Dat transities lang duren, heeft alles te maken met de genoemde complexiteit. Lintsen: „Een transitie is niet zomaar het vervangen van een technische installatie, maar een overstap van een hele samenleving op een nieuw systeem. Er moet zo veel veranderen. Daarbij heb je te maken met gebruikers, industrie en politici. Het gaat om allerlei belangen, routines, wetgeving, kosten en baten. Zoiets heeft tijd nodig.” Dat een transitie desondanks snel kan gaan, bewijst de invoering van het aardgasnet in Nederland.

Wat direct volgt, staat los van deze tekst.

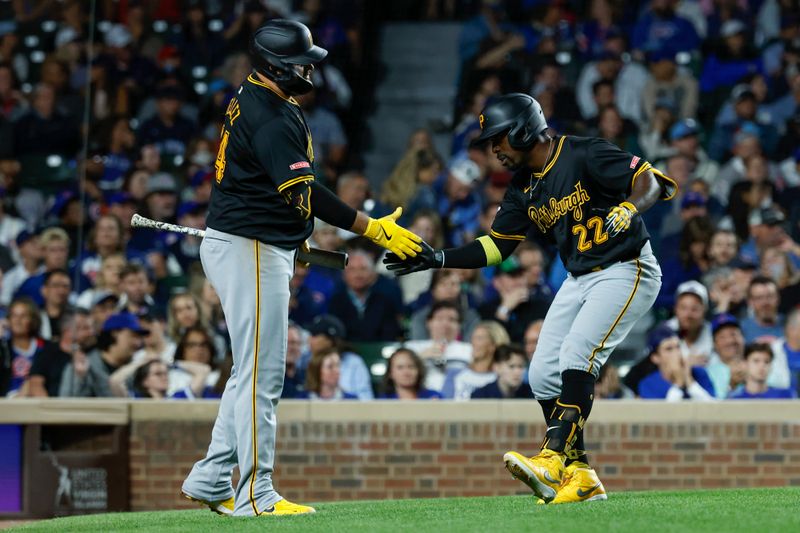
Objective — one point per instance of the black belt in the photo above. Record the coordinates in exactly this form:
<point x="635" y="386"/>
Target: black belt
<point x="630" y="256"/>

Lintsen: „In tien jaar tijd werd er in heel het land een volledig nieuwe infrastructuur uit de grond gestampt. Daar zat een geweldige logistiek achter. Dat het destijds zo rap ging, had te maken met het feit dat er algemene consensus was. Het gemak van aardgas werd door iedereen ingezien.”

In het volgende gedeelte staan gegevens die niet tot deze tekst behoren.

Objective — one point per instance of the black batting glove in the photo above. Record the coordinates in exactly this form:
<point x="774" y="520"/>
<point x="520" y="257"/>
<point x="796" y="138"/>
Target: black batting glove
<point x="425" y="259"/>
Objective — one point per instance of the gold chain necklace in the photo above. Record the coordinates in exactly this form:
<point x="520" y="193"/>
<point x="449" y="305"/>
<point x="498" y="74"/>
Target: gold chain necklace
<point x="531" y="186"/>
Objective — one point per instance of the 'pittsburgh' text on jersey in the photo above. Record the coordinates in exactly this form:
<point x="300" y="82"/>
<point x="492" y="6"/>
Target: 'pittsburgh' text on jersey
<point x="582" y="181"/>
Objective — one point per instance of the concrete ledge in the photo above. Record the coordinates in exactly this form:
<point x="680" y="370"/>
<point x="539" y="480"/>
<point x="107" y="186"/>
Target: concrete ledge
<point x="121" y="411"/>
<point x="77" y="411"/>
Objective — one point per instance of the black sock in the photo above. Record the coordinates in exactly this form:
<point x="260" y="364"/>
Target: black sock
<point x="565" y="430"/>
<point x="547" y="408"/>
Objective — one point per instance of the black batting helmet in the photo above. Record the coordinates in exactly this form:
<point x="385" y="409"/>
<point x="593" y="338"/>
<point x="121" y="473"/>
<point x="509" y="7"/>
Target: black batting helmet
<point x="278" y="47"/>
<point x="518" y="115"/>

Gales verbaast zich nog steeds over het feit dat iedereen zo snel om was. „Er zijn vast mensen geweest die de overstap naar aardgas niet aandurfden. Toch is het imponerend hoe vloeiend in de meeste plaatsen bijvoorbeeld de fornuizen zijn vervangen. De monteur stond simpelweg op de stoep of in andere gemeenten kon iedereen zelf bij het gemeentelijk gasbedrijf een nieuw fornuis uitzoeken.”

In Frankrijk leverde de invoering van kernenergie een ander voorbeeld van een snelle transitie. Nadat in 1962 de eerste kerncentrale openging, duurde het amper twintig jaar voordat deze energievorm de belangrijkste bron van elektriciteit was.

Of de huidige transitie ook razendsnel kan worden afgerond, is volgens Gales sterk de vraag. „Fossiele energiebronnen hebben een heel hoge energiedichtheid. De overstap van steenkool naar aardgas was wat dat betreft zelfs een verbetering. Dat is nu minder eenvoudig. Je hebt zeer veel zonnepanelen of windturbines nodig om de energie uit fossiel te vervangen. Daarbij komt dat het aanbod zonne- en windenergie sterk zal fluctueren. Er zijn alleen al flink wat technische hobbels te overwinnen.”

Les 5: een energietransitie biedt kansen voor keuzes in beleid.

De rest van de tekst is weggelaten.